Compiled with g++ -std=c++11 -O3 gives:

Data
====
                Size of data: 16777216
Unorderd Set
============
Number of different elements: 1000
                      Timing: 0.269752
Set
===
Number of different elements: 1000
                      Timing: 1.23478
Sorted Vector
=============
Number of different elements: 1000
                      Timing: 1.13783
BitVector
=========
Number of different elements: 1000
                      Timing: 0.038408
Sorted Data
===========
Number of different elements: 1000
                      Timing: 1.32827

Hence if memory is no issue or the range of numbers is limited setting a bit is the best choice. Otherwise, unordered_set is a good one.

Outras dicas

Since you only deal with a limited range of integer numbers, the radix sort algorithm can be effectively employed here, reducing the log(N) part of the complexity. You can pick any really fast implementation somewhere in the internet. Some of them require SSE support, others are multithreaded or even coded to be run on GPU.

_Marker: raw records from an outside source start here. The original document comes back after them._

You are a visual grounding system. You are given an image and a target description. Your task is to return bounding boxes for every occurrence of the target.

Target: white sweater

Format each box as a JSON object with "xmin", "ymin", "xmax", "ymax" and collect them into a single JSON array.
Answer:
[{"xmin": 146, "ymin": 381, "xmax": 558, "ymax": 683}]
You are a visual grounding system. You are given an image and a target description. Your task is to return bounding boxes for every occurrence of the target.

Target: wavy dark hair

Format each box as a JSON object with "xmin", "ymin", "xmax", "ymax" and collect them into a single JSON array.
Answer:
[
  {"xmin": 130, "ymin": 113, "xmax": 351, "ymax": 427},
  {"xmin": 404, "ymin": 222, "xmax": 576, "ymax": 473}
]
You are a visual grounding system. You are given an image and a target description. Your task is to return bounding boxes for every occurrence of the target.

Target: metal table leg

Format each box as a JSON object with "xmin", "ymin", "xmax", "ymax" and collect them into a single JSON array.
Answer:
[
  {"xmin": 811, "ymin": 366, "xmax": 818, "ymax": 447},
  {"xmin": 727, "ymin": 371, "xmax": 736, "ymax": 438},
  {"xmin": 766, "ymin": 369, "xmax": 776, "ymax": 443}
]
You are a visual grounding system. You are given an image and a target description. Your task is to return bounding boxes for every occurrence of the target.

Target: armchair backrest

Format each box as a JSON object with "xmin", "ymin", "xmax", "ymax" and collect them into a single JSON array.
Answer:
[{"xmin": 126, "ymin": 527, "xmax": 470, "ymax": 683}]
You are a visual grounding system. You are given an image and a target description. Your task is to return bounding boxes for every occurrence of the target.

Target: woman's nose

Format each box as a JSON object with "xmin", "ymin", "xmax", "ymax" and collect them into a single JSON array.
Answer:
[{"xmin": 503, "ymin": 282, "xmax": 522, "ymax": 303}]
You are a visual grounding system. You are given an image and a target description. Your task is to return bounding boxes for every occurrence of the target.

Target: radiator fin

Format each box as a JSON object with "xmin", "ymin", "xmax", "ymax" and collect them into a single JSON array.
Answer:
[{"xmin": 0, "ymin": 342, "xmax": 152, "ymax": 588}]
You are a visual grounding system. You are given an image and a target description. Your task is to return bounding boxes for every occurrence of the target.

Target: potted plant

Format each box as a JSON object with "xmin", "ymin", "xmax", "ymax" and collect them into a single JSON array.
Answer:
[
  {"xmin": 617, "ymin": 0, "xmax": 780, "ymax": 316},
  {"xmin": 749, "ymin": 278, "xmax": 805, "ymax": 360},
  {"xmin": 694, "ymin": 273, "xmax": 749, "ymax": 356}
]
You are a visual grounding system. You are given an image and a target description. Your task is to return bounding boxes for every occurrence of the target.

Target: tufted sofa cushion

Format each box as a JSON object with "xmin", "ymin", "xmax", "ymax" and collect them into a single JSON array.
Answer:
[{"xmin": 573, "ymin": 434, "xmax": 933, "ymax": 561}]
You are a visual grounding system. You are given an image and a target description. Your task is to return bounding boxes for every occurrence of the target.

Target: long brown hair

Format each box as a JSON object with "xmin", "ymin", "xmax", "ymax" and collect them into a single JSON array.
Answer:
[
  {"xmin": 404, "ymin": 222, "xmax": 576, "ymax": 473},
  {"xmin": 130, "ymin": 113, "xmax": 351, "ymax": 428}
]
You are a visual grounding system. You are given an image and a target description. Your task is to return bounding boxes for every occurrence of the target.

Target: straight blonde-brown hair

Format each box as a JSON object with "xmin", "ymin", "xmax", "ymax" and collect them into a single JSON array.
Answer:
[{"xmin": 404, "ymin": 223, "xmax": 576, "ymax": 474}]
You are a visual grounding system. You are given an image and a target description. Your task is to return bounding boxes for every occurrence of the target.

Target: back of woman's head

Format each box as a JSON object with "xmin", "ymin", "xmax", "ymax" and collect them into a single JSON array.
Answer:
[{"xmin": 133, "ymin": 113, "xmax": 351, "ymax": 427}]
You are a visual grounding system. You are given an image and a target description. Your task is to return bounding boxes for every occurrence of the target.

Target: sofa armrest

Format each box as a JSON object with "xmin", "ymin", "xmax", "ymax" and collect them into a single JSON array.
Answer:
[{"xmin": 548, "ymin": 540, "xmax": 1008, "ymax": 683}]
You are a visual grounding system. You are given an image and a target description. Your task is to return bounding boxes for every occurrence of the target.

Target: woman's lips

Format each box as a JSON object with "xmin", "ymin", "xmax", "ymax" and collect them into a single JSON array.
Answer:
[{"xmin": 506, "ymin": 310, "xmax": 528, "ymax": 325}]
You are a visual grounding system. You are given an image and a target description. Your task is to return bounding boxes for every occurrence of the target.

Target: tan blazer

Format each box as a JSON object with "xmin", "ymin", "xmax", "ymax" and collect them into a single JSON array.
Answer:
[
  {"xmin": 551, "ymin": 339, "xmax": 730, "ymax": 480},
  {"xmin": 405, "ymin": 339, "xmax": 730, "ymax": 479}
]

If you have the possibility to use boost::unordered_set or C++11 std::unordered_set, then your second approach can be easily modified you use it, also resulting in a linear complexity algorithm. However, if you have at least a few millions of numbers in a stream, I believe the first method would be faster.

Assuming 32-bit ints, worst case scenario is that you need 2^32 bits to track the seen/not-seen status of each number you might see. That's 4 billion bits, or 512 million bytes - 512 megabytes - not prohibitive for a modern desktop computer. You can basically index to a byte [n/8] into the array, then bitwise-and or -or with 1 << (n % 8) to set or test the number's seen state. Because you say the numbers close in the input tend to be close together in value, the cache utilisation should be pretty good. You could check for numbers just seen and bypass the bit-array processing.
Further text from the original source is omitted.